National Book Award Shortlist Announced: Will This Be Steve Sheinkin’s Year?
| by Rocco Staino |
The National Book Foundation has released the shortlist for the 2015 National Book Award. The finalists this year in the category of Young People’s Literature are:
Ali Benjamin, The Thing About Jellyfish, published by Little, Brown Books for Young Readers
Laura Ruby, Bone Gap, published by Balzer + Bray, a division of HarperCollins Children’s Books
Steve Sheinkin, Most Dangerous: Daniel Ellsberg and the Secret History of the Vietnam War, published by Roaring Brook Press
Neal Shusterman, Challenger Deep, published by HarperCollins Children’s Books
Noelle Stevenson, Nimona, published by HarperTeen/HarperCollins Children’s Books
The folks at HarperCollins must be ecstatic to have three books on the list, this year. Among the three is Challenger Deep a novel that deals with mental illness. The author, Neal Shusterman, has said the main character is based on his own son. While Little Brown debut novelist Ali Benjamin garnered a place on the list with her book The Thing About Jellyfish, a book that mixes scientific information with a story about coping with death. The book happened to be reviewed in this past Sunday’s New York Times Book Review.

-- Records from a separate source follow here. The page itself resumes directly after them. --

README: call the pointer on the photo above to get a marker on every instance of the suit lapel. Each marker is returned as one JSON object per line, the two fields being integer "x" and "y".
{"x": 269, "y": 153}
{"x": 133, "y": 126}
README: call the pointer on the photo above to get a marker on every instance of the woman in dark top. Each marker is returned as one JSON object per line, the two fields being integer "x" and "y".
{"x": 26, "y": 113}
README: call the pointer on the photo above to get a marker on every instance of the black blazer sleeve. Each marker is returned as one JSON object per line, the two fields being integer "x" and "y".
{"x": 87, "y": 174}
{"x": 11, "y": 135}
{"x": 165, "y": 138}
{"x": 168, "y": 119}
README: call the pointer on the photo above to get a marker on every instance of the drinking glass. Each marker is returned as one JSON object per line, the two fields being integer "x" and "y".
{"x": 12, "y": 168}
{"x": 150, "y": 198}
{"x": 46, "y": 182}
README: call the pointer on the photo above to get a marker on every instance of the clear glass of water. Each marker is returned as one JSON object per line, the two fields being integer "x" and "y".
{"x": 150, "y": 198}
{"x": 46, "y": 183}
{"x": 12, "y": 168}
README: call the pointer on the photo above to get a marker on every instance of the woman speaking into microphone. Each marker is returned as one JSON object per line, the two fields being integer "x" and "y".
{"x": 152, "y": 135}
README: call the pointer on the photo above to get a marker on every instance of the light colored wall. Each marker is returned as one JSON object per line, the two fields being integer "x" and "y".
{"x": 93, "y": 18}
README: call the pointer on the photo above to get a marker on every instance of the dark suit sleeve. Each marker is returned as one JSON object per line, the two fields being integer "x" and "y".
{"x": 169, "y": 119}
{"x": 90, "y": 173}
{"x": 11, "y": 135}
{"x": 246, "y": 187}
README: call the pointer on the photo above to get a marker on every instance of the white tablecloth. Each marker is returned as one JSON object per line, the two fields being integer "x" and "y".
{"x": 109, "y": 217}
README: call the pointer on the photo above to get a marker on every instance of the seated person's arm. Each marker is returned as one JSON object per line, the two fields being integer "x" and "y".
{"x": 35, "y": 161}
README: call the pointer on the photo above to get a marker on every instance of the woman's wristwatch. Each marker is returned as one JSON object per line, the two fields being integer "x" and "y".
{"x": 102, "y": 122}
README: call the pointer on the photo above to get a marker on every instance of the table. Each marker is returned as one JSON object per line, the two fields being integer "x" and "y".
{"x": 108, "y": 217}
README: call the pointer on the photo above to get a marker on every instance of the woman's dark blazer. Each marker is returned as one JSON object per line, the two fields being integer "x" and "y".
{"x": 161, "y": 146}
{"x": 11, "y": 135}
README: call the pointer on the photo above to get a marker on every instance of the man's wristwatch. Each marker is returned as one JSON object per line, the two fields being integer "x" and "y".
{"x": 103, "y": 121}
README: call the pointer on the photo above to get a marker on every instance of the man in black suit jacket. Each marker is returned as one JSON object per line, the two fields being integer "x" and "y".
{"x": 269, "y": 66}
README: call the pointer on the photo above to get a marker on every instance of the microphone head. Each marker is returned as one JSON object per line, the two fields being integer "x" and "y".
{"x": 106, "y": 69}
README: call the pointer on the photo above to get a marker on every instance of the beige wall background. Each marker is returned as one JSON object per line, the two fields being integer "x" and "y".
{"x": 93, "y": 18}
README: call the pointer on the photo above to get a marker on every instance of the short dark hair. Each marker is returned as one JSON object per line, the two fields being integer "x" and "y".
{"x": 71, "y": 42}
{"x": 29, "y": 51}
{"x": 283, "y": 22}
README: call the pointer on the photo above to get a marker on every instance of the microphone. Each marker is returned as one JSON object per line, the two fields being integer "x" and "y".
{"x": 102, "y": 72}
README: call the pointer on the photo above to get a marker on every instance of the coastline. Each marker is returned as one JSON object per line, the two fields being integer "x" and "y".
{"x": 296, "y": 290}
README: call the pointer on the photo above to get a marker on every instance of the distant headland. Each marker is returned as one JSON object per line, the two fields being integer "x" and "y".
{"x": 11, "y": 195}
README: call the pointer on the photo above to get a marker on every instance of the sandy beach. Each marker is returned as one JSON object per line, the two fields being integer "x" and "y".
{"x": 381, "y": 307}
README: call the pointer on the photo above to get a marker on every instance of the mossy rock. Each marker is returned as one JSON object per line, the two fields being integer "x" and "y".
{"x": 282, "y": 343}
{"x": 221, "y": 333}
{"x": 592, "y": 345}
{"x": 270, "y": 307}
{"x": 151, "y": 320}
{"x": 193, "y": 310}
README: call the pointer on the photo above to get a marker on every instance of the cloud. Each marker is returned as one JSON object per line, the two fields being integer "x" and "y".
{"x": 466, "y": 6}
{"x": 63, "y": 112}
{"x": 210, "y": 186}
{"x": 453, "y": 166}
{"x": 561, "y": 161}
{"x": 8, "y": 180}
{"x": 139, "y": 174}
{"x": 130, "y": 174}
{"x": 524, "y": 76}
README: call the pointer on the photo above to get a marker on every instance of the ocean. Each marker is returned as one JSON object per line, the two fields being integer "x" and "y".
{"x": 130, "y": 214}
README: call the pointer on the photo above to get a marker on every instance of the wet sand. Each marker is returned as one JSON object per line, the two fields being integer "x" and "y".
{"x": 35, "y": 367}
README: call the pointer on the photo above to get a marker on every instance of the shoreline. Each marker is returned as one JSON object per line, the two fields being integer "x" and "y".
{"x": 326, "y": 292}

The spotlight is, however, on Steve Sheinkin. He received his third nod in four years, for the National Book Award. This year he was named to the shortlist list for Most Dangerous: Daniel Ellsberg and the Secret History of the Vietnam War (Roaring Brook Press, 2015). This follows being a finalist in 2012 for BOMB: The Race to Build—and Steal—the World’s Most Dangerous Weapon. In addition, it was awarded a Newbery Honor, won the Sibert Medal, and the YALSA Award for Excellence in Nonfiction for Young Adults. Again in 2014, Sheinken was a finalist for The Port Chicago 50: Disaster, Mutiny, and the Fight for Civil Rights, which was the winner of the Boston Globe/Horn Book Award for nonfiction. KidLit TV caught up with Sheinkin at the Princeton Children’s Book Festival and asked him about his popularity with the award judges over the last few years.
The kid lit community will have to wait until Wednesday, November 18 when the winners will be announced at the 66th National Book Awards Benefit Dinner and Ceremony at Cipriani Wall Street in New York City, which will be streamed live on the Foundation’s website, www.nationalbook.org. Winners receive $10,000 and a bronze statue; finalists receive $1,000 and a bronze medal. On November 17, the National Book Awards Teen Press Conference will be held at the 92nd Street Y in New York City. Jacqueline Woodson, the 2014 National Book Award Winner for Young People’s Literature, will host the event, where invited students will have the opportunity to interview the five finalists for the National Book Award in Young People’s Literature.